Did you say anything to the friend? 

If this is a one time thing, I would not make a big deal out of it.

If he does it again, replay that you are sure his wife will not be happy to find out that he's talking like that.


----------



## funnybunny29 (Apr 1, 2014)

I didn't say anything because I was quite shocked by his comment. I will definitely say something to him if there is a next time.


----------



## Maricha75 (May 8, 2012)

I don't see it as that bad, necessarily. But I can understand if it made you uncomfortable. If he says something like that again, come back with "That would be wonderful! I'll be sure to have the broom, dustpan, mop, bucket, and/or vacuum handy! I always love help with housework!"
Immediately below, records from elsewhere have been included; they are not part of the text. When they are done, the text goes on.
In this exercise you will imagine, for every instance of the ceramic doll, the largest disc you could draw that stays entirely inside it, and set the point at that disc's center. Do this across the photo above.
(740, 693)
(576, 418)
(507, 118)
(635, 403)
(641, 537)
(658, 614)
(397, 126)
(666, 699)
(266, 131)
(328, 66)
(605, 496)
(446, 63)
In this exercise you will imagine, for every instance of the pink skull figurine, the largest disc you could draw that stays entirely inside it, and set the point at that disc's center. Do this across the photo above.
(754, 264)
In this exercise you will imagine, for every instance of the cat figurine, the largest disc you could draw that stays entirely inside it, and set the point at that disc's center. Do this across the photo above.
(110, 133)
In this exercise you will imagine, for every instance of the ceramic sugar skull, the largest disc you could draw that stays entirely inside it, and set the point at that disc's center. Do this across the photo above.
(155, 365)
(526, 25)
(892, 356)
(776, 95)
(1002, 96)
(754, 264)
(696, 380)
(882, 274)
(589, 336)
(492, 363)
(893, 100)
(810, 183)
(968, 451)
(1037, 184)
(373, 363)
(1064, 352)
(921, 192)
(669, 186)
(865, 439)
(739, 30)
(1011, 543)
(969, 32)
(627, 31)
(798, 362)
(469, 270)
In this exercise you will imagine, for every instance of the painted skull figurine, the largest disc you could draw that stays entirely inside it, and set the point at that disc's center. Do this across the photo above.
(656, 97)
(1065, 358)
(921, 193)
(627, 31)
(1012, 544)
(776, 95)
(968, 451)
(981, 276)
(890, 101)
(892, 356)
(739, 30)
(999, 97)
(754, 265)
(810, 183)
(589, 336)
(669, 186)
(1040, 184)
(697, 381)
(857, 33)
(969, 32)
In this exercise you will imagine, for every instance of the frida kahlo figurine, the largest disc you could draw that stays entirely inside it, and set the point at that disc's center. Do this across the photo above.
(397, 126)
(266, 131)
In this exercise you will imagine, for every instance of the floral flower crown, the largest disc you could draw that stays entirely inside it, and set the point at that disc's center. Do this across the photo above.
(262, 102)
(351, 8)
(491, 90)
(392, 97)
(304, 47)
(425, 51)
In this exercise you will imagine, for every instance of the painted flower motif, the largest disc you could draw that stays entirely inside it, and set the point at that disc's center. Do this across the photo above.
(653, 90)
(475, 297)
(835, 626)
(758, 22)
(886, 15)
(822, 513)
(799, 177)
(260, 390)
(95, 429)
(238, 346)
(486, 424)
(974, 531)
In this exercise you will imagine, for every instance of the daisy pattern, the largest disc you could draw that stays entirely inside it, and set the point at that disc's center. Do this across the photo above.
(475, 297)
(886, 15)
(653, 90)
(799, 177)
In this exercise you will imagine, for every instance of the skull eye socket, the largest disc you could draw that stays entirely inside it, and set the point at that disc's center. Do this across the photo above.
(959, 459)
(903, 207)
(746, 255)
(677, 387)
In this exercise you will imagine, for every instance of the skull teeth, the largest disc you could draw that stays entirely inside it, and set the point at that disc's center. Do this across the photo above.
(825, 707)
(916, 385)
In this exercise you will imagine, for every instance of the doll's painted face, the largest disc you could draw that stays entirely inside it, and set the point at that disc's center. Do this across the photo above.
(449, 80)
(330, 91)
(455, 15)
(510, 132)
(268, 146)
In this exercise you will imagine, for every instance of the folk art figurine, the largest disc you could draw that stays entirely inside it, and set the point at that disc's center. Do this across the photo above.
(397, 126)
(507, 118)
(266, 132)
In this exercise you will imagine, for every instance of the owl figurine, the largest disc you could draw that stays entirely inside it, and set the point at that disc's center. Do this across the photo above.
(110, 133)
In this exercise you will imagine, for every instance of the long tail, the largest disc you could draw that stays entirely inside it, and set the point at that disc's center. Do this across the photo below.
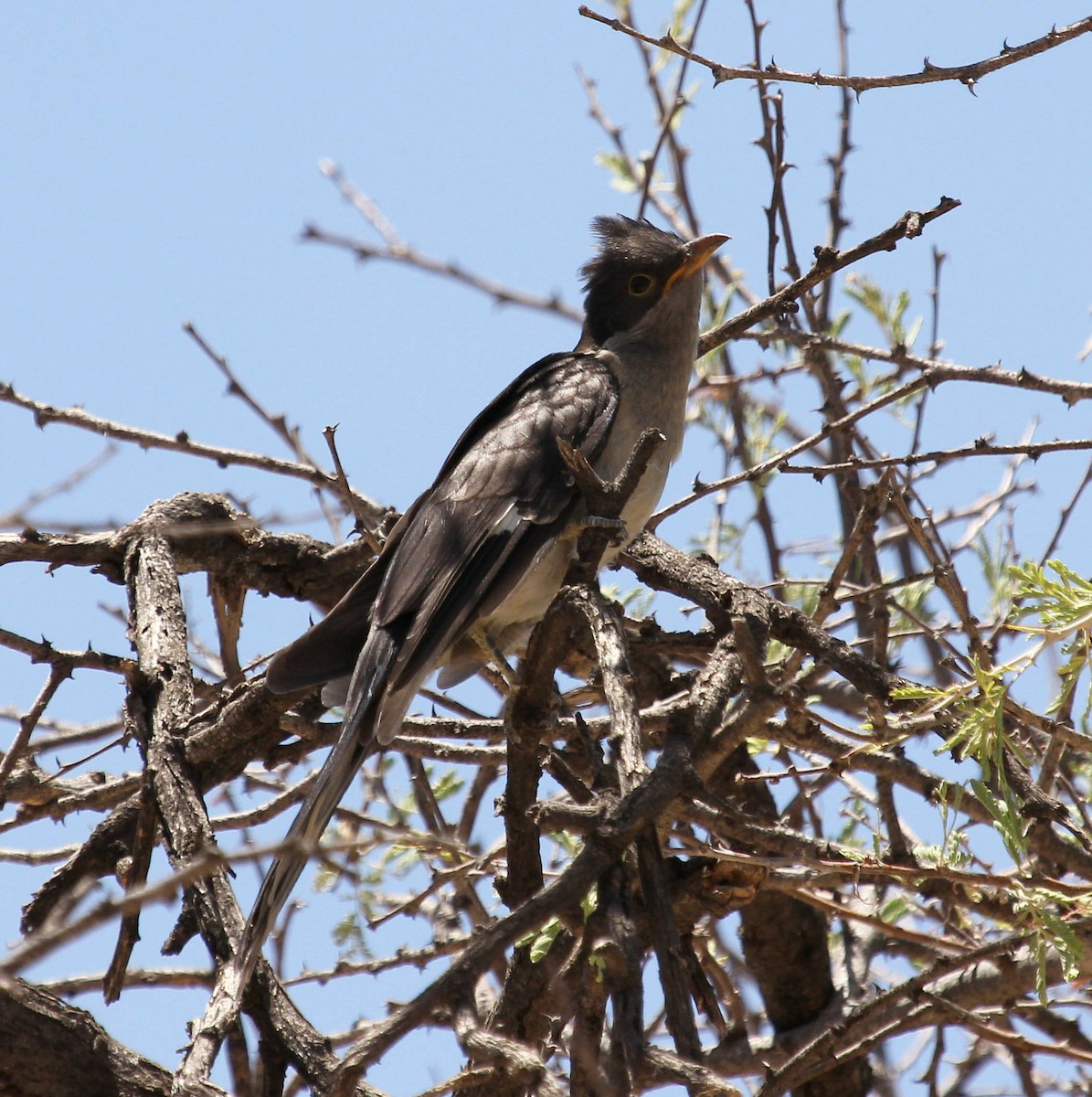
(355, 743)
_Posted via *Topify* on Android_


----------



## funnybunny29 (Apr 1, 2014)

Maricha75 said:


> I don't see it as that bad, necessarily. But I can understand if it made you uncomfortable. If he says something like that again, come back with "That would be wonderful! I'll be sure to have the broom, dustpan, mop, bucket, and/or vacuum handy! I always love help with housework!"
> 
> I like this one. Unfortunately, I always think of responses like this well after the fact.


----------



## Hope1964 (Sep 26, 2011)

The first time, I'd take it as a compliment. The second time, it would piss me off.


----------



## LongWalk (Apr 4, 2013)

Consider it a compliment to your husband as well. As long as you don't hear questions about swinging, it's not that big a deal.


----------



## Hope1964 (Sep 26, 2011)

If I heard that my husband had said that to another woman when I wasn't around, I think it would piss me off though. He NEVER talks like that, so if he did it would be totally out of character and kinda creepy.


----------



## EleGirl (Dec 3, 2011)

funnybunny29 said:


> Maricha75 said:
> 
> 
> > I don't see it as that bad, necessarily. But I can understand if it made you uncomfortable. If he says something like that again, come back with "That would be wonderful! I'll be sure to have the broom, dustpan, mop, bucket, and/or vacuum handy! I always love help with housework!"
> ...


Well you have that response now, use it or something similar if he ever does that again.


----------



## EleGirl (Dec 3, 2011)

Hope1964 said:


> If I heard that my husband had said that to another woman when I wasn't around, I think it would piss me off though. He NEVER talks like that, so if he did it would be totally out of character and kinda creepy.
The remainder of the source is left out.